Disfrutar de postres sin culpa: claves para una relación saludable con la comida
Los postres pueden ser parte de una dieta equilibrada. La clave está en la moderación y la elección de opciones saludables que aporten nutrientes y reduzcan azúcares añadidos.
Los postres, al igual que cualquier alimento, pueden disfrutarse sin culpa. Sentirse mal después de comer algo dulce es un indicativo de que la relación con la comida no es la adecuada, o que se ha caído en la trampa de la cultura de la dieta, que clasifica los alimentos en buenos y malos. Sin embargo, los dulces tienen su lugar en una alimentación equilibrada, incluso durante un proceso de pérdida de peso.
La clave, como frecuentemente subrayan los dietistas-nutricionistas, radica en consumirlos de manera ocasional y moderada, considerándolos un placer especial. Lo que realmente importa son los hábitos alimenticios diarios a largo plazo, no el hecho de disfrutar de un trozo de tarta en una reunión familiar.
Siempre es posible darse un gusto eligiendo postres más saludables, aquellos que aportan nutrientes beneficiosos al organismo y que evitan ingredientes no recomendados como azúcares añadidos, grasas saturadas y sal. Los productos ultraprocesados etiquetados como light o 0% suelen ser desaconsejados por los especialistas, ya que nutricionalmente son deficientes, no ayudan a disminuir el umbral de dulzor y pueden llevar a consumir en exceso.
Una alternativa eficaz es preparar postres caseros, incluso para ocasiones especiales. En esta selección de recetas se incluyen opciones variadas que utilizan ingredientes frescos y naturales, como frutas y yogur, que deberían ser la base de cualquier postre diario. Si se desea algo más elaborado que un simple melocotón o yogur al final de una comida, existen recetas más atractivas para consentirse.
Es importante diferenciar entre azúcar libre, azúcar añadido y azúcar intrínseco. Los azúcares añadidos son aquellos que se incorporan a los productos como ingredientes para endulzar o mejorar su textura, generalmente en ultraprocesados, y pueden ser de diversos tipos como blanco, moreno, miel o sirope de ágave. Por otro lado, el azúcar libre proviene de ingredientes procesados ricos en azúcares, como jugos o pastas de frutos secos. La Organización Mundial de la Salud (OMS) recomienda no superar los 25 g de azúcares añadidos al día.
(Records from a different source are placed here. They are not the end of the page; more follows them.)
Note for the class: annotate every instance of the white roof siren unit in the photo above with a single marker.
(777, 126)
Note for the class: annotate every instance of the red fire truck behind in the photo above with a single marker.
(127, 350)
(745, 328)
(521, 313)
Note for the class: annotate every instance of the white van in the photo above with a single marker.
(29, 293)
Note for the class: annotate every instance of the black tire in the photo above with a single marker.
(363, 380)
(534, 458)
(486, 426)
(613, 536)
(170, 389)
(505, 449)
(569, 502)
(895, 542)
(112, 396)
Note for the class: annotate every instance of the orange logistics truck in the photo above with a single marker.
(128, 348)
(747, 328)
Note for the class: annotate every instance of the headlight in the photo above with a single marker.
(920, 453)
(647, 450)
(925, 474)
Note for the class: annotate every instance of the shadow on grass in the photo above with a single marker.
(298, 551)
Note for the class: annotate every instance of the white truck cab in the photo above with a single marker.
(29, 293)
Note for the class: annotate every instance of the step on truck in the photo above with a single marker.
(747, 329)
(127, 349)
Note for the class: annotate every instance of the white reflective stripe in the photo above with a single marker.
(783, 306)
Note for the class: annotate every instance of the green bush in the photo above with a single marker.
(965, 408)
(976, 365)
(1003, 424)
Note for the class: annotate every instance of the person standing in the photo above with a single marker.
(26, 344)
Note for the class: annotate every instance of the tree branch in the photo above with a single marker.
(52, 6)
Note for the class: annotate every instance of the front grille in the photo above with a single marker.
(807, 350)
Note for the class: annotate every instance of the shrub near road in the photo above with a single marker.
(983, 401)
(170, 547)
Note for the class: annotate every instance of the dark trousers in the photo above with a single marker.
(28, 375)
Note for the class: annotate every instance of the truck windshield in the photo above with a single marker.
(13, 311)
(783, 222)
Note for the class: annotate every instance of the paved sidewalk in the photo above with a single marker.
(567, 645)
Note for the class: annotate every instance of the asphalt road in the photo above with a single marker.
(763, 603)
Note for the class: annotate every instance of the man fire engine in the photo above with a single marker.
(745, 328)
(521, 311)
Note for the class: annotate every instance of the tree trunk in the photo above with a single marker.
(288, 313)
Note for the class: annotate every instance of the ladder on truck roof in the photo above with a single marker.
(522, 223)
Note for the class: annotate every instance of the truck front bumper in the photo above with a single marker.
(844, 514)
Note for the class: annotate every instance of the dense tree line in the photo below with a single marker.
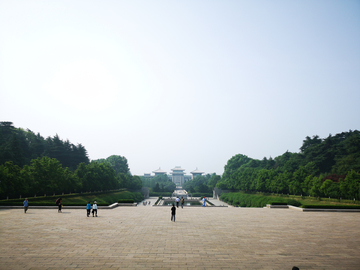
(327, 167)
(202, 184)
(21, 146)
(31, 165)
(47, 176)
(159, 183)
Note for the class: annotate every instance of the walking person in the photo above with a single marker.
(173, 212)
(182, 202)
(58, 203)
(26, 205)
(88, 208)
(95, 209)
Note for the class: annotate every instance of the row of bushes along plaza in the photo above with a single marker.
(260, 200)
(80, 199)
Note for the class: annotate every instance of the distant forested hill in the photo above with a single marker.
(328, 167)
(21, 146)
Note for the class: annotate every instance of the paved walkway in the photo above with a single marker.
(201, 238)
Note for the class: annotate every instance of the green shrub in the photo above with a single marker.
(278, 203)
(156, 194)
(253, 200)
(293, 202)
(126, 201)
(198, 194)
(323, 206)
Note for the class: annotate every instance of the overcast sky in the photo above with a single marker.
(181, 83)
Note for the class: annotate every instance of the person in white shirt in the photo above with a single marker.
(95, 209)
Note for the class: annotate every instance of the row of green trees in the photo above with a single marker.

En contraste, el azúcar intrínseco es el que se encuentra naturalmente en los alimentos, como en las frutas enteras, y se metaboliza de manera más lenta.
Para endulzar un bizcocho, por ejemplo, se puede optar por trozos de manzana, lo que además aporta mayor saciedad. Los edulcorantes también pueden ser utilizados, aunque su presencia no convierte automáticamente un dulce en saludable. Algunos pueden causar molestias digestivas si se consumen en exceso. El eritritol es bien tolerado, y los edulcorantes líquidos son más fáciles de incorporar en postres cremosos, helados o masas líquidas, pero es fundamental asegurarse de que sean aptos para cocinar o hornear.
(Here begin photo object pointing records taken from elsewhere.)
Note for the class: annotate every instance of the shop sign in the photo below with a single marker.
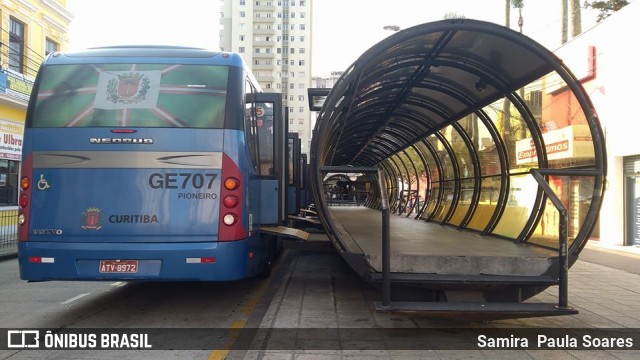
(16, 85)
(573, 141)
(11, 140)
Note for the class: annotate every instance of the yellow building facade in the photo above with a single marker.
(29, 30)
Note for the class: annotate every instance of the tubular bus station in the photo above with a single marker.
(462, 161)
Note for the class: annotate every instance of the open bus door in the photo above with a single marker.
(274, 168)
(293, 173)
(271, 137)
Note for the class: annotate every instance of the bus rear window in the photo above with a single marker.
(131, 95)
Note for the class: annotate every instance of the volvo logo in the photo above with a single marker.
(120, 141)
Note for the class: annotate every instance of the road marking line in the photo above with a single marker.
(74, 299)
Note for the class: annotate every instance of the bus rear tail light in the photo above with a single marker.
(231, 201)
(24, 199)
(25, 183)
(231, 226)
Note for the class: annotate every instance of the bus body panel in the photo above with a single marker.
(137, 193)
(155, 261)
(116, 193)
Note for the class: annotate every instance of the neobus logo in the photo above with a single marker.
(120, 141)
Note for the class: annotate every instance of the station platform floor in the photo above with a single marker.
(425, 247)
(321, 309)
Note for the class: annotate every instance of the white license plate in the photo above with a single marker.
(118, 266)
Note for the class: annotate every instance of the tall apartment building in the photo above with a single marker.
(29, 30)
(274, 37)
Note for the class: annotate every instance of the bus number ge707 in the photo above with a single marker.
(181, 180)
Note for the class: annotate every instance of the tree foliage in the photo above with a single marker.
(606, 8)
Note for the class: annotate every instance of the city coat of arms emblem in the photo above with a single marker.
(91, 219)
(128, 88)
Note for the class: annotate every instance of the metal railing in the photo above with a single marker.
(563, 255)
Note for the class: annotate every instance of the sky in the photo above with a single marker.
(341, 31)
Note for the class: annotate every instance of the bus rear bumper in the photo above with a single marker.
(201, 261)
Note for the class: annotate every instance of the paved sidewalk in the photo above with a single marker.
(8, 251)
(328, 308)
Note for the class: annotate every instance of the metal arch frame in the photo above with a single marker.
(438, 200)
(477, 180)
(415, 171)
(504, 176)
(427, 169)
(455, 180)
(348, 87)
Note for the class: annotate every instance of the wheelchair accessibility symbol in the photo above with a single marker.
(43, 184)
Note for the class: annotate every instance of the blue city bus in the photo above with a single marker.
(149, 163)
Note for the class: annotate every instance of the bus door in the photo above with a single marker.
(293, 173)
(305, 194)
(271, 134)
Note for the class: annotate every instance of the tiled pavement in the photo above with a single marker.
(318, 292)
(322, 295)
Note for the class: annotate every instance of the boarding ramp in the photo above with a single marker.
(483, 164)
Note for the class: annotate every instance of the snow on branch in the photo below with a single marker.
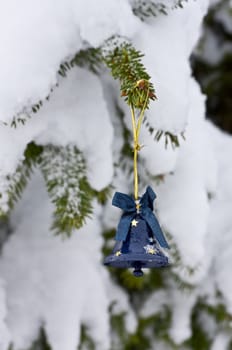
(64, 171)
En cuanto a recetas, se presenta el pudding de chocolate negro con aguacate y tahini, que requiere ingredientes como chocolate negro sin azúcar, aguacate, tahini, cacao en polvo, yogur y edulcorante opcional. Este postre, de dificultad fácil, se elabora en aproximadamente 20 minutos, incluyendo el tiempo de reposo. Para prepararlo, se derrite el chocolate, se trituran los demás ingredientes y se enfría la mezcla antes de servir.
Lectura rápida
¿Qué se puede disfrutar sin culpa?
Los postres pueden disfrutarse sin remordimientos si se consumen con moderación.
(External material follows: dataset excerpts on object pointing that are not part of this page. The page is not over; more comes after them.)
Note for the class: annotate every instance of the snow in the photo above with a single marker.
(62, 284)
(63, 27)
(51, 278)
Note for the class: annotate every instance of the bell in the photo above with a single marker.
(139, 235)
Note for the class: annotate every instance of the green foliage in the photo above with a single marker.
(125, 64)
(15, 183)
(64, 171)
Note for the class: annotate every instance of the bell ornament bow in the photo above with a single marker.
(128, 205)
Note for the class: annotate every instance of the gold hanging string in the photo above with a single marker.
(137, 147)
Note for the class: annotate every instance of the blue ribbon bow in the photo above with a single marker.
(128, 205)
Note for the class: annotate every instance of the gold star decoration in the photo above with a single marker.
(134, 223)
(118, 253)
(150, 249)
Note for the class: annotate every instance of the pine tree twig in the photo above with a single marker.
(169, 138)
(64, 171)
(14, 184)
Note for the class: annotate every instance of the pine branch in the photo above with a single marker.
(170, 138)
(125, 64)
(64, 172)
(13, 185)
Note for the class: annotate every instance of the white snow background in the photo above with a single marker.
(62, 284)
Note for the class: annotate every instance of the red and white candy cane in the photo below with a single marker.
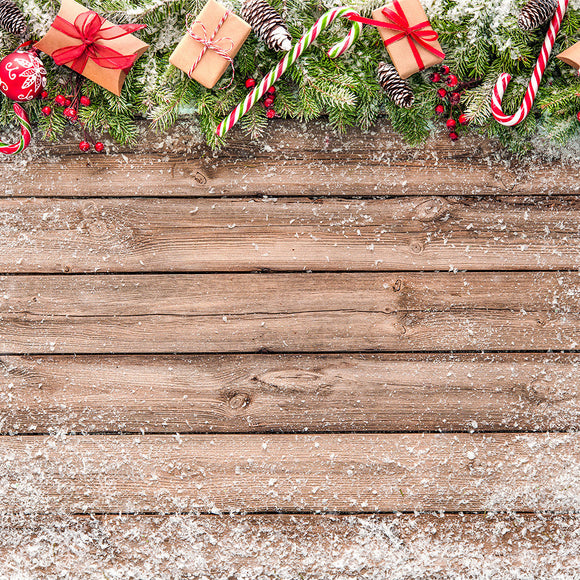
(260, 90)
(25, 133)
(505, 78)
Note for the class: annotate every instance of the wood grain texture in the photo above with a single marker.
(274, 547)
(289, 313)
(347, 473)
(292, 159)
(398, 234)
(307, 393)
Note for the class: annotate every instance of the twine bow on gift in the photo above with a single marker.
(211, 44)
(416, 35)
(88, 28)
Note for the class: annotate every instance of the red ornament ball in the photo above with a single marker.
(22, 76)
(455, 98)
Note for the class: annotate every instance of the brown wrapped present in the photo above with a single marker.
(408, 36)
(571, 56)
(92, 46)
(210, 44)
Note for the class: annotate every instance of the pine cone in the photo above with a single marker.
(536, 12)
(11, 18)
(397, 89)
(267, 24)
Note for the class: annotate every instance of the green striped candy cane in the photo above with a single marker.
(260, 90)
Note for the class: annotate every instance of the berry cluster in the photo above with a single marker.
(70, 109)
(450, 105)
(268, 100)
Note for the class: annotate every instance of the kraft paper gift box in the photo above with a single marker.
(229, 37)
(112, 45)
(400, 51)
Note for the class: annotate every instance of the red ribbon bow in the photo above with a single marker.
(397, 20)
(88, 28)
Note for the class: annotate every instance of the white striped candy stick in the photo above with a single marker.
(534, 84)
(25, 133)
(260, 90)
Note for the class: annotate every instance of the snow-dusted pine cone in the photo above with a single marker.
(397, 89)
(267, 24)
(536, 12)
(11, 18)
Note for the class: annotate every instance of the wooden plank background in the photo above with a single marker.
(281, 331)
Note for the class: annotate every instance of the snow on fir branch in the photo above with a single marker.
(480, 38)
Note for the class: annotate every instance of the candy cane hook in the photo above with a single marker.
(542, 62)
(260, 90)
(25, 133)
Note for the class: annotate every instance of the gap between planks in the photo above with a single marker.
(350, 473)
(250, 313)
(288, 161)
(290, 393)
(271, 547)
(397, 234)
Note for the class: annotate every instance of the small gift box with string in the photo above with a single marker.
(92, 46)
(210, 45)
(408, 36)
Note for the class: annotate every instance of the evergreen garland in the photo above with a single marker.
(479, 43)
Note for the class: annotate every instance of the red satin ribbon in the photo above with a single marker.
(397, 20)
(88, 28)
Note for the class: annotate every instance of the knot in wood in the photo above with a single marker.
(239, 400)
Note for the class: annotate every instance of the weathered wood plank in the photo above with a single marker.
(290, 160)
(289, 312)
(350, 473)
(271, 547)
(398, 234)
(267, 393)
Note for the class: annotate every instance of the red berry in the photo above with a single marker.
(452, 81)
(455, 98)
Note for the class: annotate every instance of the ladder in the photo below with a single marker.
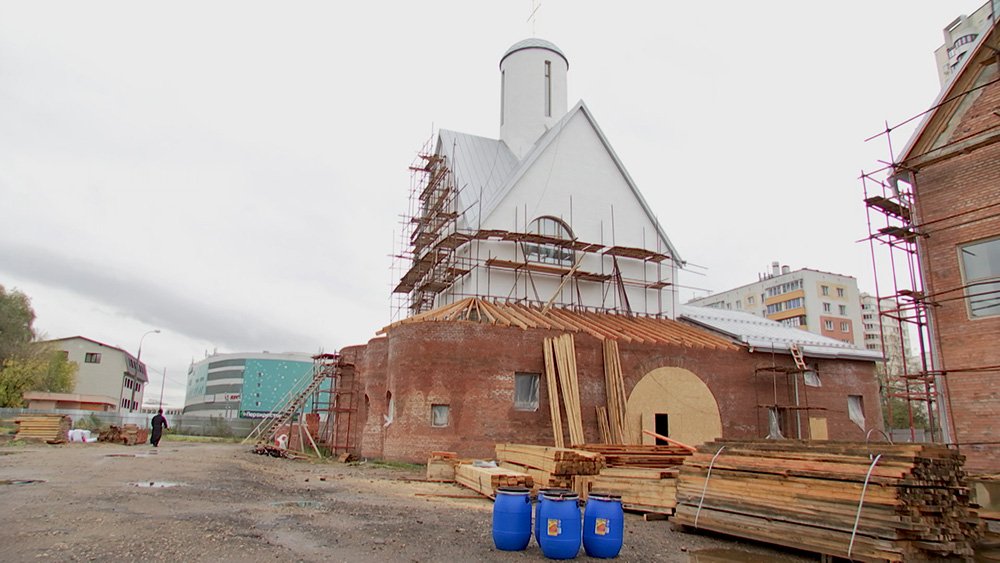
(282, 414)
(797, 356)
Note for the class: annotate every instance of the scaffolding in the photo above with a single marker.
(788, 399)
(434, 253)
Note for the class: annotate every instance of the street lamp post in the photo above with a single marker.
(138, 355)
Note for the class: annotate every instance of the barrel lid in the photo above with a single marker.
(560, 494)
(514, 490)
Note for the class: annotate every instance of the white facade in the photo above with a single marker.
(823, 303)
(960, 37)
(106, 371)
(551, 173)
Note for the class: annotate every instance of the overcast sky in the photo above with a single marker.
(233, 173)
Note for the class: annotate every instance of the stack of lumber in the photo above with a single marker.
(486, 480)
(560, 360)
(129, 435)
(806, 495)
(441, 467)
(49, 428)
(644, 475)
(611, 420)
(548, 466)
(643, 489)
(639, 455)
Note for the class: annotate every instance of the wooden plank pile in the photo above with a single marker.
(548, 466)
(129, 435)
(560, 360)
(486, 480)
(48, 428)
(914, 499)
(644, 475)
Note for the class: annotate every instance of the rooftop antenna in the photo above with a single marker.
(535, 5)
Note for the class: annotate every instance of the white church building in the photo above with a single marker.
(545, 215)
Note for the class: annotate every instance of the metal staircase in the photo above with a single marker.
(284, 412)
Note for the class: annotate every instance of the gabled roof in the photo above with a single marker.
(479, 166)
(486, 172)
(603, 326)
(949, 101)
(767, 335)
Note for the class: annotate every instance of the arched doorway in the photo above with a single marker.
(674, 402)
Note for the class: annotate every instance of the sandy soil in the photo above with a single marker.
(93, 502)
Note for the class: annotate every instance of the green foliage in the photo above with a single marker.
(26, 365)
(16, 318)
(37, 368)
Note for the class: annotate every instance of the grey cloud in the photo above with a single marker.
(149, 302)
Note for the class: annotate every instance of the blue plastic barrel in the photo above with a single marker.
(538, 508)
(512, 518)
(561, 524)
(602, 525)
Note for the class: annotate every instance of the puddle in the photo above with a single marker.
(311, 504)
(722, 555)
(20, 481)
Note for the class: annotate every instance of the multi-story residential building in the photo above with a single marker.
(960, 37)
(884, 334)
(819, 302)
(105, 371)
(244, 385)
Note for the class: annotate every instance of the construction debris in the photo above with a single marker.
(129, 435)
(51, 429)
(859, 501)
¿Cuál es la clave para una alimentación saludable?
La moderación y la elección de opciones nutritivas son esenciales.
¿Qué recomienda la OMS sobre el azúcar?
Se sugiere no superar los 25 g de azúcares añadidos al día.
¿Qué ingredientes evitar en los postres?
Es mejor evitar azúcares añadidos, grasas saturadas y sal.
¿Cuál es una buena alternativa a los postres ultraprocesados?
Preparar postres caseros con ingredientes frescos y naturales es ideal.